Searching this forum gives this link:

http://forums.freebsd.org/showthread.php?p=4184

Remember: it is always smart to search the forum before you ask! 

I hope this link will help you.


----------



## trasz@ (Dec 16, 2008)

What I used to do on my workstation is this:

portsnap fetch update
BATCH=1 portupgrade -akO

'BATCH=1' makes portupgrade not display 'make config' dialogs.  '-akO' means 'upgrade everything you can and don't stop on errors'.


----------



## hirohitosan (Dec 16, 2008)

trasz@ said:
			
		

> BATCH=1 portupgrade -akO
> 
> 'BATCH=1' makes portupgrade not display 'make config' dialogs.  '-akO' means 'upgrade everything you can and don't stop on errors'.


thanks, good point, but I use portmaster instead of portupgrade on one of my computer. There is an equivalent for portupgrade -akO in portmaster?


----------



## sverreh (Dec 16, 2008)

trasz@ said:
			
		

> What I used to do on my workstation is this:
> 
> portsnap fetch update
> BATCH=1 portupgrade -akO



But will this also install the userland sources that he needs?
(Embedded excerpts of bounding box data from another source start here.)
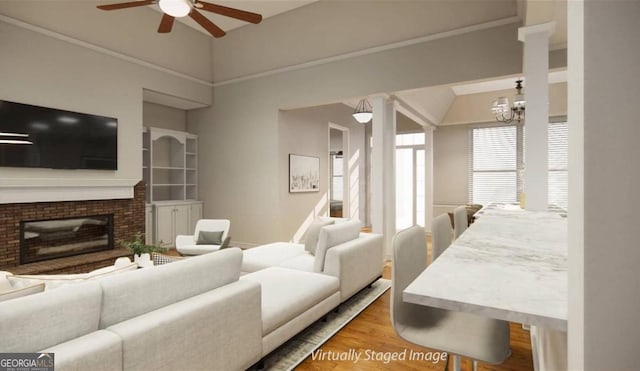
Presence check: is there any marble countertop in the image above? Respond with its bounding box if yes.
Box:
[403,210,568,331]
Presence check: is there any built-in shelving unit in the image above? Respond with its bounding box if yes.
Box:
[142,127,202,246]
[142,128,198,203]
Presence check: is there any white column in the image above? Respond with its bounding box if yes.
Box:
[370,96,396,258]
[424,127,433,232]
[518,22,555,211]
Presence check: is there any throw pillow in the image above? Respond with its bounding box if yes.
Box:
[196,231,224,245]
[151,252,184,265]
[0,283,44,302]
[304,219,334,255]
[0,271,13,292]
[220,236,231,250]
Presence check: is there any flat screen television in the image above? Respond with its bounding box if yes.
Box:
[0,100,118,170]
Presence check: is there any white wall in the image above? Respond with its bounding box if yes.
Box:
[442,79,567,125]
[142,102,187,131]
[569,1,640,371]
[188,24,522,243]
[278,104,366,240]
[0,21,212,198]
[0,0,212,81]
[214,0,516,81]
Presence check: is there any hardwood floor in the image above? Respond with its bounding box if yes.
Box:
[296,266,533,371]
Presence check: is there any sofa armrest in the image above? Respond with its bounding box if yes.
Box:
[323,233,384,302]
[107,280,262,370]
[176,235,196,249]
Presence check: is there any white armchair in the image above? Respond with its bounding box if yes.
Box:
[176,219,231,255]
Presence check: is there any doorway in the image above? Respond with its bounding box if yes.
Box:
[396,132,425,230]
[329,123,349,218]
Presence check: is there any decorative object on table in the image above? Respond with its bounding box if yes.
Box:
[289,154,320,193]
[351,98,373,124]
[97,0,262,37]
[120,232,167,267]
[491,80,525,123]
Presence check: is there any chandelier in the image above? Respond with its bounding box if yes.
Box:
[491,80,525,123]
[352,98,373,124]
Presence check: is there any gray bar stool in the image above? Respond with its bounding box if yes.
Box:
[391,225,511,371]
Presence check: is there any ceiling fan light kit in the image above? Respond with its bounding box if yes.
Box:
[97,0,262,37]
[158,0,191,18]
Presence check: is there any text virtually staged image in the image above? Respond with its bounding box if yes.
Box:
[0,0,640,371]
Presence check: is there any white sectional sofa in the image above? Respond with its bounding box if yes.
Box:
[0,249,262,370]
[242,220,384,302]
[0,248,364,371]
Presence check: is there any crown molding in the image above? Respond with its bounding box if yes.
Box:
[0,14,213,87]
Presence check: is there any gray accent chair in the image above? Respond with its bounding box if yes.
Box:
[431,214,453,261]
[453,206,469,238]
[391,227,511,371]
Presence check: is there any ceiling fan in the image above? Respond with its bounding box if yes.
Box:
[97,0,262,37]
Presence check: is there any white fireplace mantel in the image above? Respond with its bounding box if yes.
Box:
[0,178,140,204]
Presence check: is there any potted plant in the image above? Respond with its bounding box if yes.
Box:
[121,232,167,267]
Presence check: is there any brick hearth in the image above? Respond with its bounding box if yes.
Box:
[0,182,145,273]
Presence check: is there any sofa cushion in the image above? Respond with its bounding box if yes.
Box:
[241,267,339,336]
[196,231,224,245]
[304,219,334,255]
[87,262,138,280]
[7,273,88,290]
[38,330,122,371]
[0,281,102,353]
[278,253,315,272]
[0,283,44,301]
[313,220,361,273]
[242,242,308,272]
[100,248,242,328]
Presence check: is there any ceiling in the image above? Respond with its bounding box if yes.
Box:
[149,0,318,35]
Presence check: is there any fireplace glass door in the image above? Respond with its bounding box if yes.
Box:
[20,214,113,264]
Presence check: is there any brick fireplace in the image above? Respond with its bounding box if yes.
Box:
[0,182,145,273]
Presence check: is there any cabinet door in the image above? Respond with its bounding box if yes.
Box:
[155,205,176,246]
[172,205,194,237]
[189,203,202,231]
[144,205,154,245]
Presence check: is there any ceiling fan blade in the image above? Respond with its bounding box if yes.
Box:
[158,13,175,33]
[189,9,227,37]
[195,1,262,24]
[97,0,156,10]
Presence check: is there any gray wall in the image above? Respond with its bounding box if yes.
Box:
[433,125,469,216]
[278,104,366,240]
[569,1,640,371]
[188,24,522,243]
[142,102,187,131]
[0,21,211,190]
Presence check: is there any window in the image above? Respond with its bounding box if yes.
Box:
[396,133,425,230]
[469,126,519,204]
[469,122,569,210]
[329,153,344,201]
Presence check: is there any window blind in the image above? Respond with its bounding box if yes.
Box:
[469,126,518,204]
[469,122,569,210]
[549,122,569,210]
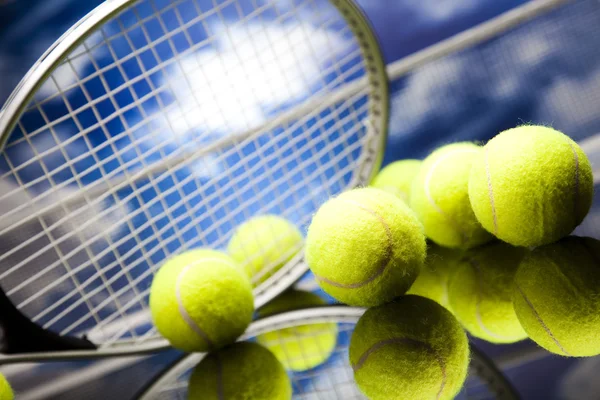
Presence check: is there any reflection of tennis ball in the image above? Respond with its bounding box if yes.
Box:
[0,374,15,400]
[256,290,337,371]
[469,126,594,247]
[513,237,600,357]
[448,242,527,343]
[150,250,254,352]
[371,160,421,202]
[410,143,492,248]
[350,295,469,400]
[306,188,426,306]
[227,215,303,284]
[188,342,292,400]
[407,244,462,309]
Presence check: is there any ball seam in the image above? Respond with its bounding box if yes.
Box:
[567,138,579,224]
[175,257,235,348]
[352,338,447,399]
[515,282,572,357]
[469,259,512,340]
[313,199,394,289]
[484,147,498,236]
> ===>>> Port directory: /usr/ports/sysutils/fusefs-kmod
> ===>>> This port is marked IGNORE
> ===>>> requires the userland sources to be installed. Set SRC_BASE if it is not in /usr/src


----------



## trasz@ (Dec 16, 2008)

Well, if the port requires kernel sources, portupgrade or the ports system cannot do much.  It's the responsibility of the user to provide it.


----------